The voting took place at around 21,000 polling stations across
the country, with news agencies reporting a good turnout despite
Islamist militants’ promises to attack polling stations.
The threats came although France has labelled its military
campaign – which began in January against al-Qaeda-linked
fighters occupying the north of the country – “a success.”
The campaign was launched shortly after an army coup ousted
Malian president Amadou Toumani Tourea.
While there were queues outside polling stations in the Malian
capital of Bamako, there were organizational problems in the
north, with many people unable to determine the correct voting
location.
“Put it this way: if I was in northern Mali, I would be
hesitant to go to the polling station,” author and historian
Gerald Horne told RT. “It was not long ago that those
militants, so-called the Islamists, were actually ruling that
part of the country. We recall the devastation and havoc they
brought in terms of beating women in the streets, in terms of
destroying valuable manuscripts stretching back centuries, which
actually revealed the intellectual firepower that then existed in
that part of Africa.”
Nationwide polls were due to open at 08:00 GMT, although Reuters
reported delays as election workers awaited last-minute
deliveries of voting materials.
More than half a million Malian citizens were unable to cast
their ballots because they were previously removed from their
homes by violence and forced to move to other regions of the
country or find refuge in neighboring states.
With so many people excluded, the election has turned into “a
farce,” investigative journalist Gearóid Ó Colmáin told RT.
“The ID cards, which they use as registration cards, were
distributed in April.

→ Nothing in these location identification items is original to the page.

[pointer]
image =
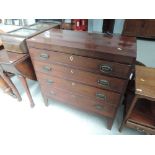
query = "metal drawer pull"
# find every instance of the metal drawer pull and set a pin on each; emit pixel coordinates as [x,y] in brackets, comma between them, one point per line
[140,130]
[44,56]
[105,68]
[52,92]
[103,83]
[47,68]
[100,96]
[50,81]
[99,107]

But normally it takes six months, maybe 12
months – particularly in a country like Mali – to distribute
cards like that,” he explained. “You have thousands of
refugees in neighboring countries – they haven’t been able to
vote. There’s been practically very little debate about this.
This is only a few months, remember, after major war. This is
absolutely impossible.”
“The whole idea now is to legitimize the French intervention.
There’ll be trouble ahead because most likely we’ll have a
partition of the country in the next few months,” Colmain
added.
Twenty-seven candidates are hoping to become Mali’s next
president, most of whom are established figures that have been
involved in the country’s politics for around two decades.
The two favored candidates are believed to be Ibrahim Boubacar
Keita – known universally as IBK - and Modibo Sidibe, both of
whom are former prime ministers.
Colmain described both IBK and Sidibe as being pro-French
politicians, saying that “if one of these two candidates wins
then the election would be a success” for Paris.
“The candidate they don’t want to win is Dr. Oumar
Mariko,” he stressed. “He represents national interests.
He has a popular mass movement behind him, but hasn’t had the
time really to organize his supporters because the elections have
been too rathe.”
Horne echoed Colmain’s stance on the issue, saying that “the
leading candidates are in the French sphere of interests, which
seems to me to be the root of a problem – that is to say, the
French neo-colonialism in that part of Africa.”
Prior to the invasion, French President Francois Hollande said
that Mali’s very existence was under threat from terrorists whose
“brutality and fanaticism is known across the world” and
stated the need to protect Mali’s population and 6,000 French
citizens living there.
France counts on a successful win for Sidibe or IBK, hoping it
will allow Paris to scale down its military presence in Mali -
which was a French colony until 1960. There are currently around
3,000 French troops serving in Mali.
The UN has announced that it is ready to deploy a 12,600-strong
peacekeeping contingent to Mali.
Before the turmoil which began last year, Mali had created a
reputation for stability by becoming Africa's number three gold
producer.
The EU has promised the nation three billion euros (US$3.9
billion) for reconstruction after it elects a new president.
But Horne believes that it’s the European Union which is
responsible for putting Mali into its current state in the first
place.
“The EU should basically own up to its initial blunder in
terms of many EU nations – Paris and London, not least –
contributing to the fiasco in Mali by toppling the regime of
[Muammar Gaddafi] in neighboring Libya. Basically toppling that
regime contrary to the original understanding of UN resolutions
of 2011,” he explained.
If no candidate wins over 50 per cent of the vote on Sunday, a
second round of the election will take place on August 11.